Their answer is simple and stunningly obvious: Personalize education.
These schools start with each student where he or she is and proceed from there with a personal learning plan tailored for that student. That’s how medicine is practiced. The physician diagnoses each patient and prescribes a specific treatment. If medicine were practiced the way education is, the physician might step into a crowded waiting room and proclaim: “Today is Wednesday, so you’re all going to get a shot of penicillin.” Batch processing works for computers, not for children.
When education is personalized, virtually everything in the traditional school begins to change.
Content standards dictating all the knowledge that every student needs to be deemed educated are replaced by competencies, such as being able to read a nonfiction article and understand it sufficiently to explain it to others; or, demonstrating the ability to reason quantitatively when analyzing and solving problems.
In a competency-based system, time becomes the variable and learning the constant. Students must demonstrate mastery of a competency before earning credit and moving to the next, more challenging competency; some will achieve mastery faster than others.
When time becomes the variable, age-level grading and inflexible schedules make no sense. Students progress at their own pace through the various subjects, so a student may master competencies in history more quickly than he does in science, or in math more quickly than she does in English.
In a personalized education system, where time is the variable, and mastery of competencies demonstrates progress in learning, students are at different levels of competency. Their learning should be assessed continually with teacher-designed tests; on their individual performance and the quality of their work—which they present in exhibitions, portfolios, and performances. Standardized testing is inappropriate and ineffective.
Teachers in a personalized, competency-based system become advisers whose main task is to help individual students reach their educational objectives. Instructing rows of students in a classroom is largely replaced by students working alone or in small groups simultaneously under the supervision of advisers and with their guidance and help.
Unlike existing content standards, competencies must be linked to the real world in which their mastery is relevant. Internships provide such a link, as do projects that involve students in real-world situations where they address real issues and construct useful knowledge that they won’t forget by the end of summer. The mantra is: Learning occurs anytime, anywhere, and should continue for a lifetime.
Learning out of school requires the assistance of the community; mentors and tutors work with students in projects and internships, and institutions (like courts, museums, and businesses) open their doors to students. Work and performance are assessed by advisers, mentors, and supervisors, not by standardized tests.
In a personalized and competency-based system, students take more responsibility for their own education and, therefore, must have more choice and more voice in decisionmaking. When students reach their teen years, they should be able to choose from multiple educational/career pathways that make optimum use of their talents and lead to their personal objectives—and standards must be tailored to the specific pathway.

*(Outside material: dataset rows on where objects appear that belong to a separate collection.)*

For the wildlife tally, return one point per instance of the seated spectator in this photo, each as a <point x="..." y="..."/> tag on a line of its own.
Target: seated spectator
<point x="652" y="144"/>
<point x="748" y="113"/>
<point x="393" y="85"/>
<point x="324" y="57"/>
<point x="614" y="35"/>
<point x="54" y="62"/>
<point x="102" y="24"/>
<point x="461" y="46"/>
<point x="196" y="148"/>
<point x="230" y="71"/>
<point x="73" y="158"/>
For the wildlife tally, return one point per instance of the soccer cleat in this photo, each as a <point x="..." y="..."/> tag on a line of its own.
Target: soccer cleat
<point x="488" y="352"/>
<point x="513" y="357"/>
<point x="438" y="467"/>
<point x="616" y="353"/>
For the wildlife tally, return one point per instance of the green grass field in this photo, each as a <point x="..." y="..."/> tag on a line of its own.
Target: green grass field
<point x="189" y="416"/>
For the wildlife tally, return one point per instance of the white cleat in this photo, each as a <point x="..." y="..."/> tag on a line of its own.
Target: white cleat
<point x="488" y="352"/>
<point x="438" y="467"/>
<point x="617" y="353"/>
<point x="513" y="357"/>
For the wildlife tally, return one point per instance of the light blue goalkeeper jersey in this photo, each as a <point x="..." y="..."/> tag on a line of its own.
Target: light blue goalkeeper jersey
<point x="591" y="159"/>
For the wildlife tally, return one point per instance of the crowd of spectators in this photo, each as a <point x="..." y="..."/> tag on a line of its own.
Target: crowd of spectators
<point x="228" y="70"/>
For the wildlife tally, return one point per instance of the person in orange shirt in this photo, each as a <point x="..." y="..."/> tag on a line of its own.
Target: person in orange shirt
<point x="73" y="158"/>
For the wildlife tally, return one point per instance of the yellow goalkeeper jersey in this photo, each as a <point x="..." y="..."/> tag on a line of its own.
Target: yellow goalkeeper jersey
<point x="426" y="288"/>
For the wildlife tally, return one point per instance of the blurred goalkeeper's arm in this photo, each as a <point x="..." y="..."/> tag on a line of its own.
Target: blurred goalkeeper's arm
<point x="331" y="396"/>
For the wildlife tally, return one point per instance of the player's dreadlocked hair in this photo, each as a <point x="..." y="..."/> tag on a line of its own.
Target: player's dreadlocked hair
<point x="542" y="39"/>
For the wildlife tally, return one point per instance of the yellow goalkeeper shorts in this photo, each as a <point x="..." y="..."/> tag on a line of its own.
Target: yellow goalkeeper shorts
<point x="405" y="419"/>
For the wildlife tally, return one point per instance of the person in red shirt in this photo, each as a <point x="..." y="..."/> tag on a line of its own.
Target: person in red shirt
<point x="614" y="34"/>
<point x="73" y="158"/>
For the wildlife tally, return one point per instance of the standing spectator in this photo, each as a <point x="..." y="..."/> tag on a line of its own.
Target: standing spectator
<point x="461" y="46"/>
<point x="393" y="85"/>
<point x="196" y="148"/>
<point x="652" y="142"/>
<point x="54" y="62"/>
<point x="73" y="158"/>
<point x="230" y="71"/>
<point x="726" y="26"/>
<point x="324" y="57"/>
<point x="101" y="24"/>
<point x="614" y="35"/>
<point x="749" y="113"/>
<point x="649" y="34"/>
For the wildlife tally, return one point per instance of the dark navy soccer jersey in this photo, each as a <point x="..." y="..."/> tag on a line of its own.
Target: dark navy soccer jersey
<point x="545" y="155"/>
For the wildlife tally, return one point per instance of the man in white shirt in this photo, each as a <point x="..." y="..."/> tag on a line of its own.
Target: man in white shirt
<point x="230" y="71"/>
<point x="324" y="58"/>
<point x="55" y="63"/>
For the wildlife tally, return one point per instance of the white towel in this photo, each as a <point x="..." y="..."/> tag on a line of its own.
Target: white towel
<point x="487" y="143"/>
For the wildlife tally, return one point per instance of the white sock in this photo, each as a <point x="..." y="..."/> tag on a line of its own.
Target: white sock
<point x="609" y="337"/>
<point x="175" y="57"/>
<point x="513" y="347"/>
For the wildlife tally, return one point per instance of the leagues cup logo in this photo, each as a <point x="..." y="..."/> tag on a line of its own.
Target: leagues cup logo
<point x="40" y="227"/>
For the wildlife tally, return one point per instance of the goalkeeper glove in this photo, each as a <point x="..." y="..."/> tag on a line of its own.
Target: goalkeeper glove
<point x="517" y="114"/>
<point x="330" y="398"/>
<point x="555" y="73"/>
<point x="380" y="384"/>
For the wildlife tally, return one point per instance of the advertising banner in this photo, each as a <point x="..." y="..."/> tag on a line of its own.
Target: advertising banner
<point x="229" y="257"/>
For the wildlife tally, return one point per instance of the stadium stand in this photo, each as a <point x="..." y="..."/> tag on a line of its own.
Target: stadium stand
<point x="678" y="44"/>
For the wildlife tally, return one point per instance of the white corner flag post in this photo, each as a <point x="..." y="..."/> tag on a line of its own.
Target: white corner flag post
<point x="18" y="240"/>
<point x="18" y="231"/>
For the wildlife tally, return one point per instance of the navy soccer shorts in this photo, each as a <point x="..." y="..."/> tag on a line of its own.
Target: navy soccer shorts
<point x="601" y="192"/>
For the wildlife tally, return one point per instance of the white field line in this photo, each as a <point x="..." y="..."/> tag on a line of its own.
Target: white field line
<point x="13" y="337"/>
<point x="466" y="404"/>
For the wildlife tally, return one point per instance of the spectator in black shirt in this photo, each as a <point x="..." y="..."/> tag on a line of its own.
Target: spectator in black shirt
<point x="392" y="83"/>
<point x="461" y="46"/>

Selling the idea of personalized, competency-based schools won’t be easy. These are not the kinds of schools most Americans attended. They are not the kinds of schools that teachers are taught to teach in. To slightly paraphrase Theodore Sizer, who worked all of his life to change schools: The reason nothing important changes in education is because if one significant change is made, everything would have to change.
That is too scary a prospect for most people.
A well-funded campaign to change the way the public thinks about education will have to allay that fear and overcome many vested interests. Otherwise, that “rising tide of mediocrity,” which has continued to swell for more than three decades, may well become a tsunami.